As I said, at best this is sloppy and inefficient financial accounting. Thirteen years’ worth. At worst, this is someone treating the receipts of a charitable, not-for-profit organization as a personal cash kitty. Much of this cash is donated by people who think the goal of the Institute is critically important and that Mortenson is a person of integrity. He may be, but right now I am not filled with confidence.
There is another set of “exaggerations” which 60 Minutes detailed, one of which the LA Times highlighted, which is of particular interest to me as an academic who conducts field work in South Asia and who relies on the kindness and assistance of local experts. The Times quotes the 60 Minutes press release:
In television appearances, he has said he was kidnapped for eight days by the Taliban. 60 MINUTES located three of the men in the photo, all of whom denied that they were Taliban and denied that they had kidnapped Mortenson. One the men in the photo is the research director of a respected think tank in Islamabad, Mansur Khan Mahsud. He tells Kroft that he and the others in the photo were Mortenson’s protectors, not his kidnappers. “We treated him as a guest and took care of him,” says Mahsud.
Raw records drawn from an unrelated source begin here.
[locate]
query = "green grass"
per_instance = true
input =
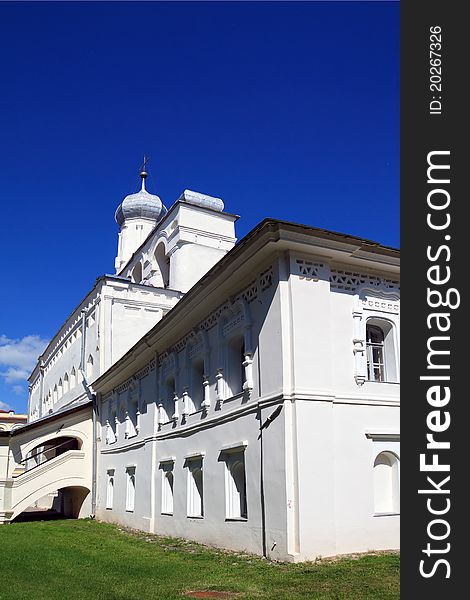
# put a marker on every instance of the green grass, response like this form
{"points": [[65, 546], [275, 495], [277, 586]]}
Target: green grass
{"points": [[84, 559]]}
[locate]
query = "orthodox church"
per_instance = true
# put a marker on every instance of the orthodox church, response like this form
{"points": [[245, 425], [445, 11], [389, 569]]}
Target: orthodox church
{"points": [[243, 395]]}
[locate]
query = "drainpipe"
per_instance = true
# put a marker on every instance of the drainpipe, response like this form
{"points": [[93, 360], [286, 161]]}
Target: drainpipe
{"points": [[41, 387], [92, 397]]}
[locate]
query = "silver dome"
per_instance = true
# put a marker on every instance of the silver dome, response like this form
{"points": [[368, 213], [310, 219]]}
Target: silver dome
{"points": [[141, 205]]}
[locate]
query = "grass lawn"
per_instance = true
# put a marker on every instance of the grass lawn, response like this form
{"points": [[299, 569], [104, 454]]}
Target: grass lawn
{"points": [[84, 559]]}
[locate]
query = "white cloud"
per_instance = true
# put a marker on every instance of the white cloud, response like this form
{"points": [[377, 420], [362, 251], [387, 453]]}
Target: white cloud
{"points": [[19, 356]]}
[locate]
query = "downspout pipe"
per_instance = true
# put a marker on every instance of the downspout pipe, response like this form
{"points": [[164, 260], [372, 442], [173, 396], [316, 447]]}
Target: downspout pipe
{"points": [[92, 397]]}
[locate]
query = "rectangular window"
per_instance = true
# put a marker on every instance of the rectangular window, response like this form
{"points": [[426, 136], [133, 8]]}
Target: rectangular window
{"points": [[110, 489], [130, 489], [167, 487], [195, 495], [235, 486]]}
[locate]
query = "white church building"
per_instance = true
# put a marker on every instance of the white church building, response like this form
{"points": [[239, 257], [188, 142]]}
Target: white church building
{"points": [[243, 395]]}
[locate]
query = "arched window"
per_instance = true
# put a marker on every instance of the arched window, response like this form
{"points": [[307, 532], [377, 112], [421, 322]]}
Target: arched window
{"points": [[386, 483], [195, 489], [380, 349], [89, 366], [137, 273], [130, 491], [167, 489], [110, 489], [236, 370], [161, 274], [235, 492], [73, 378]]}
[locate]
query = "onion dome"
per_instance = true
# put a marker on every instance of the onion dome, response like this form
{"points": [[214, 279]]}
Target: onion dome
{"points": [[141, 205]]}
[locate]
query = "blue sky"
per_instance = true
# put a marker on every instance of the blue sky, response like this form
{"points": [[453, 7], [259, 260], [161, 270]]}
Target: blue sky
{"points": [[286, 110]]}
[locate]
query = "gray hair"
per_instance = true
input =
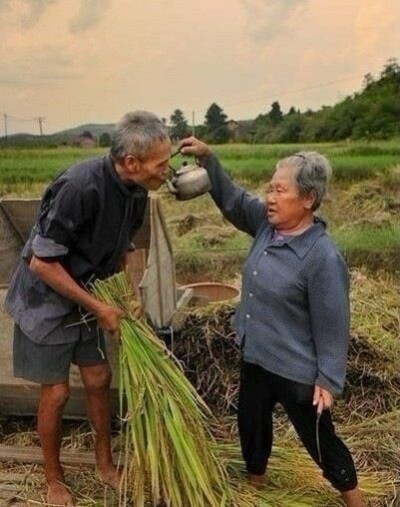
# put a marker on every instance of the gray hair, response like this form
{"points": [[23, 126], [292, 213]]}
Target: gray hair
{"points": [[136, 133], [312, 174]]}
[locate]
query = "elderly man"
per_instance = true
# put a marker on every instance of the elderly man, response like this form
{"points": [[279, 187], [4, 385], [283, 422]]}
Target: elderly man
{"points": [[87, 219]]}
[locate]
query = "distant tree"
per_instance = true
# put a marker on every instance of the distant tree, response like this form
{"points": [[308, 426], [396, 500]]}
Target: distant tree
{"points": [[368, 80], [290, 129], [275, 114], [105, 139], [217, 131], [179, 125], [87, 133]]}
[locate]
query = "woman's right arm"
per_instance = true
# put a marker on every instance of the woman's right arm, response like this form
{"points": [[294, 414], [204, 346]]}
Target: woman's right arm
{"points": [[241, 209]]}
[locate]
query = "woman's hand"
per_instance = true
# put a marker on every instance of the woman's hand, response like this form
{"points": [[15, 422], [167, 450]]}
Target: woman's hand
{"points": [[192, 146], [322, 399]]}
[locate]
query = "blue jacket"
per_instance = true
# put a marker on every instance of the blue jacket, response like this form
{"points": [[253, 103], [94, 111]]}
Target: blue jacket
{"points": [[293, 319]]}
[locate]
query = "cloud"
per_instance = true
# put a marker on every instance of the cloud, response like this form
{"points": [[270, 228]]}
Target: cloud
{"points": [[89, 15], [48, 64], [28, 12], [268, 19]]}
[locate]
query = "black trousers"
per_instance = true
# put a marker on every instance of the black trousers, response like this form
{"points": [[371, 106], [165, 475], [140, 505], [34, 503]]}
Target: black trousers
{"points": [[260, 390]]}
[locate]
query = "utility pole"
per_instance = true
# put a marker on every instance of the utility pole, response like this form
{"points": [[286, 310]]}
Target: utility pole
{"points": [[5, 116], [40, 120], [193, 124]]}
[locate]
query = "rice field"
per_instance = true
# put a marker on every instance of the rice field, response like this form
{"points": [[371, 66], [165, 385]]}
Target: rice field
{"points": [[351, 161], [363, 212]]}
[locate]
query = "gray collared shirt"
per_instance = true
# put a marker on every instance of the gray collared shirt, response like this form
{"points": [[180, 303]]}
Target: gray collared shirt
{"points": [[86, 221], [293, 318]]}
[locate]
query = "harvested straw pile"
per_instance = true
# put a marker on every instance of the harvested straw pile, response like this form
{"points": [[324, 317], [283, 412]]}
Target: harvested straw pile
{"points": [[211, 358]]}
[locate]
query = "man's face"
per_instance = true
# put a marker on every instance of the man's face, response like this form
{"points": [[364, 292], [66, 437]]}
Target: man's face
{"points": [[152, 170]]}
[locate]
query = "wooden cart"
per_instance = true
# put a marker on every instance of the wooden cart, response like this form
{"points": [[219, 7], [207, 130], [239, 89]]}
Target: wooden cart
{"points": [[151, 266]]}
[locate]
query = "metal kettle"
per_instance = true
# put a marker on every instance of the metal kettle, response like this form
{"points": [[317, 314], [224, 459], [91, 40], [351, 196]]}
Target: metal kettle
{"points": [[188, 182]]}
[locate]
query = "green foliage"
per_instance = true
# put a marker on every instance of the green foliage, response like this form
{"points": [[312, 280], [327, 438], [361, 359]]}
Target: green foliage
{"points": [[105, 140], [373, 113], [275, 114], [216, 129]]}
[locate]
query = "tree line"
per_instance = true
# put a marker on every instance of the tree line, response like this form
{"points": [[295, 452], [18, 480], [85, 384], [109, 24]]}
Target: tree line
{"points": [[372, 113]]}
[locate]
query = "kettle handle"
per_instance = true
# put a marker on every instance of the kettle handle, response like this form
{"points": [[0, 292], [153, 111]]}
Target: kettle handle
{"points": [[171, 187]]}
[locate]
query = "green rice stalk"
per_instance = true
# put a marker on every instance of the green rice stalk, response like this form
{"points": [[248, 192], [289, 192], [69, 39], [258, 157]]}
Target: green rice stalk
{"points": [[168, 451]]}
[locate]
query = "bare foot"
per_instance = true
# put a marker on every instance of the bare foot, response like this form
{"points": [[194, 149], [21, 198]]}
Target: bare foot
{"points": [[58, 494], [111, 476]]}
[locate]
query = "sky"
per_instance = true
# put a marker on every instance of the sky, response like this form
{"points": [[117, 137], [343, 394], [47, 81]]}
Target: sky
{"points": [[90, 61]]}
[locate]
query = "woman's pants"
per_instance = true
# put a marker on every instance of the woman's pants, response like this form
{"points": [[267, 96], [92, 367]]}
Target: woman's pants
{"points": [[260, 390]]}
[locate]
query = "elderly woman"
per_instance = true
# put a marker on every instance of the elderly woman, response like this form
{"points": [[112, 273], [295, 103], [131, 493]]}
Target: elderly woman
{"points": [[293, 321]]}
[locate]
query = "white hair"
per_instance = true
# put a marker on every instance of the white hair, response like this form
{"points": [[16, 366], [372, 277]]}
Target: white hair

This isn’t just a memoir distortion to shrug our shoulders about. This is unconscionable. It’s bad enough to make up being kidnapped by the Taliban. But to claim that your host is a terrorist? A host who writes for Foreign Policy? And you smear his extended family and friends, too, for good measure?
Over the course of my many research trips, as well as in more casual conversations with friends in India who are scholars, policy officials, and the like, the subject of credit by foreign visitors recurs. Some scholars and writers and generous and thorough in acknowledging the help they’ve received. Others are less so, and the word gets around quickly. What Mortenson did is really beyond the pale. Not only did he reinforce inflammatory stereotypes about how Americans are treated in South Asia, he ignored the opportunity to show a side of the region which undermines these stereotypes and demonstrates that Pakistanis can be intelligent, generous, and well-educated. But I suppose that would have worked against his message that Afghanis and Pakistanis are so poor and reactionary that they need Greg Mortenson’s help and your money to improve the lot of their children.
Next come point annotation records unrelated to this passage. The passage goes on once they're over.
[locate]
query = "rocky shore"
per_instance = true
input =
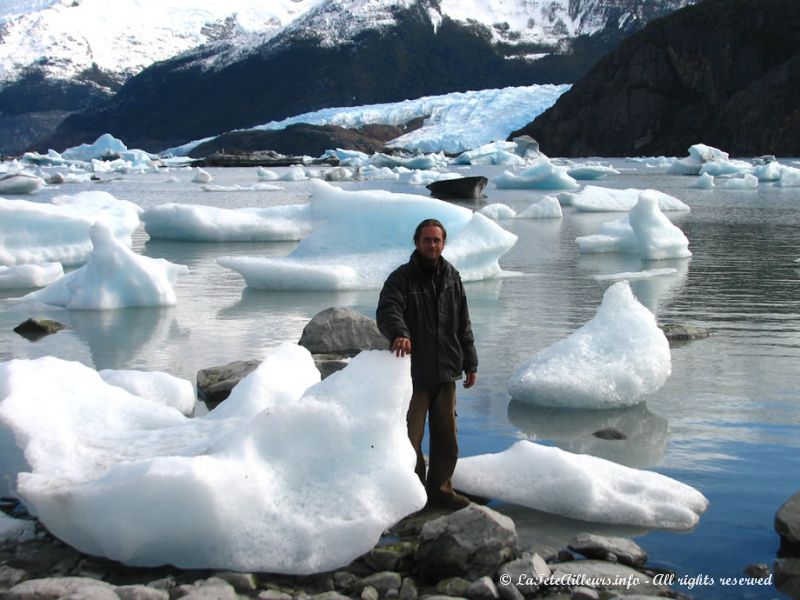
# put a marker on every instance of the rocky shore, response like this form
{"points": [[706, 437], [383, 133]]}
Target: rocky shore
{"points": [[473, 553]]}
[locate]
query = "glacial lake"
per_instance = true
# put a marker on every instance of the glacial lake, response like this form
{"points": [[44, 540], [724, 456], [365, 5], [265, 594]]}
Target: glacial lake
{"points": [[727, 421]]}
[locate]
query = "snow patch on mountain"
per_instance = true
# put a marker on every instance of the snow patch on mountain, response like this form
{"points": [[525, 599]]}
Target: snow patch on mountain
{"points": [[64, 38]]}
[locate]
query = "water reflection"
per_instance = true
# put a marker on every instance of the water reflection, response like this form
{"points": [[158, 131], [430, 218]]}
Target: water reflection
{"points": [[571, 430], [117, 338]]}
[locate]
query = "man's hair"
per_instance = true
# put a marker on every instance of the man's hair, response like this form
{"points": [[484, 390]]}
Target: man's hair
{"points": [[429, 223]]}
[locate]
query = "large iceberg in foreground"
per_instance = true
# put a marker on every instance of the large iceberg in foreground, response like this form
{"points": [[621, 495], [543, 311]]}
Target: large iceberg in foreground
{"points": [[644, 231], [599, 199], [614, 360], [58, 231], [113, 277], [580, 486], [195, 223], [288, 475], [360, 237]]}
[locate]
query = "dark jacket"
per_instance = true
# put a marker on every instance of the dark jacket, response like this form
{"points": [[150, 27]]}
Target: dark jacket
{"points": [[431, 310]]}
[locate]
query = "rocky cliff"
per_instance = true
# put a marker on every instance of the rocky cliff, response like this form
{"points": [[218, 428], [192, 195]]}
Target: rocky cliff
{"points": [[725, 73]]}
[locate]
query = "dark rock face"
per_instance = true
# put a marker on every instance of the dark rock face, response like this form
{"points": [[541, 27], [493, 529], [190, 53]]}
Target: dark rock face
{"points": [[468, 188], [725, 73], [182, 99], [787, 524], [35, 329]]}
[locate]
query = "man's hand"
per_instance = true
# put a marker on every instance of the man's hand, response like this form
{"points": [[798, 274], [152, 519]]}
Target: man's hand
{"points": [[470, 379], [401, 346]]}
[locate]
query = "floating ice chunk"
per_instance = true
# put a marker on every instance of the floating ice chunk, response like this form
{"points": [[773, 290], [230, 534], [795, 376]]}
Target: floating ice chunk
{"points": [[746, 182], [258, 187], [113, 277], [580, 486], [699, 154], [547, 207], [498, 211], [158, 387], [720, 168], [632, 275], [190, 222], [591, 172], [495, 153], [599, 199], [360, 237], [542, 175], [20, 183], [285, 476], [202, 176], [644, 231], [615, 359], [770, 171], [704, 182], [39, 232], [267, 174], [28, 276], [790, 177], [423, 177]]}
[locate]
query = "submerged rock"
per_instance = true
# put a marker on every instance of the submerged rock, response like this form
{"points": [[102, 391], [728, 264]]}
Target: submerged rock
{"points": [[464, 188], [787, 524], [35, 329]]}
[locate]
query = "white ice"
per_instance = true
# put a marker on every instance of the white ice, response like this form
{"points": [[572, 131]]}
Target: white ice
{"points": [[359, 237], [580, 486], [20, 183], [41, 232], [591, 172], [541, 175], [615, 359], [497, 211], [156, 386], [547, 207], [197, 223], [644, 231], [288, 475], [113, 277], [454, 122], [29, 276], [599, 199]]}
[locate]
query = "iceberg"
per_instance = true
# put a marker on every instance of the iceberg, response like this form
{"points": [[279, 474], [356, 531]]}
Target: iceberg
{"points": [[113, 277], [614, 360], [192, 222], [541, 175], [644, 231], [289, 475], [580, 486], [58, 231], [359, 237], [599, 199], [28, 276]]}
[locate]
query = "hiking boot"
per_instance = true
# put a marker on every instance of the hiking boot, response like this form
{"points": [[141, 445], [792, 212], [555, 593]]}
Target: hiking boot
{"points": [[451, 501]]}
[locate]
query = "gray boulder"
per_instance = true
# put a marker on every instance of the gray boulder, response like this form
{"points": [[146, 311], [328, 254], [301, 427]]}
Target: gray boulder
{"points": [[35, 329], [615, 549], [463, 188], [470, 543], [214, 384], [787, 524], [342, 331]]}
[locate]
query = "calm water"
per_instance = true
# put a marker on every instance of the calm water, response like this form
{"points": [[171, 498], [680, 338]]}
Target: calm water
{"points": [[727, 421]]}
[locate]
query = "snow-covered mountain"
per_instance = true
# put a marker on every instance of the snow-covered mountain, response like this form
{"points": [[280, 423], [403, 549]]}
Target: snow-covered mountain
{"points": [[63, 56]]}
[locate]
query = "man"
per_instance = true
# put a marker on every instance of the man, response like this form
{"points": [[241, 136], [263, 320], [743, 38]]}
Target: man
{"points": [[422, 310]]}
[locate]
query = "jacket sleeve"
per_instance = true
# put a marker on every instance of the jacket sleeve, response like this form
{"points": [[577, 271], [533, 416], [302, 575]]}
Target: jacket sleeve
{"points": [[466, 338], [392, 307]]}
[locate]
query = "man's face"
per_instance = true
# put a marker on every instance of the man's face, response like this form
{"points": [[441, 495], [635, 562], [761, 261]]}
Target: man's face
{"points": [[430, 242]]}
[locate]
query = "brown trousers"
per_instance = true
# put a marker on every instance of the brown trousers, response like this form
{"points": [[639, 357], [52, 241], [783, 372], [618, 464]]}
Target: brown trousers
{"points": [[439, 403]]}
Right now the comment boards at the NYT, the LAT, and 60 Minutes are running in favor of Mortenson, castigating the media for failing to understand how wonderful he and the Institute are. And that may be the most depressing thing of all.
And, as I finish writing this, the NYT‘s Media Decoder blog reports that Viking “plans to review the book and its contents with the author.” According to the story, the publisher’s action represents “a strong signal that Viking, an imprint of Penguin, is not convinced of the accuracy of Mr. Mortenson’s book.”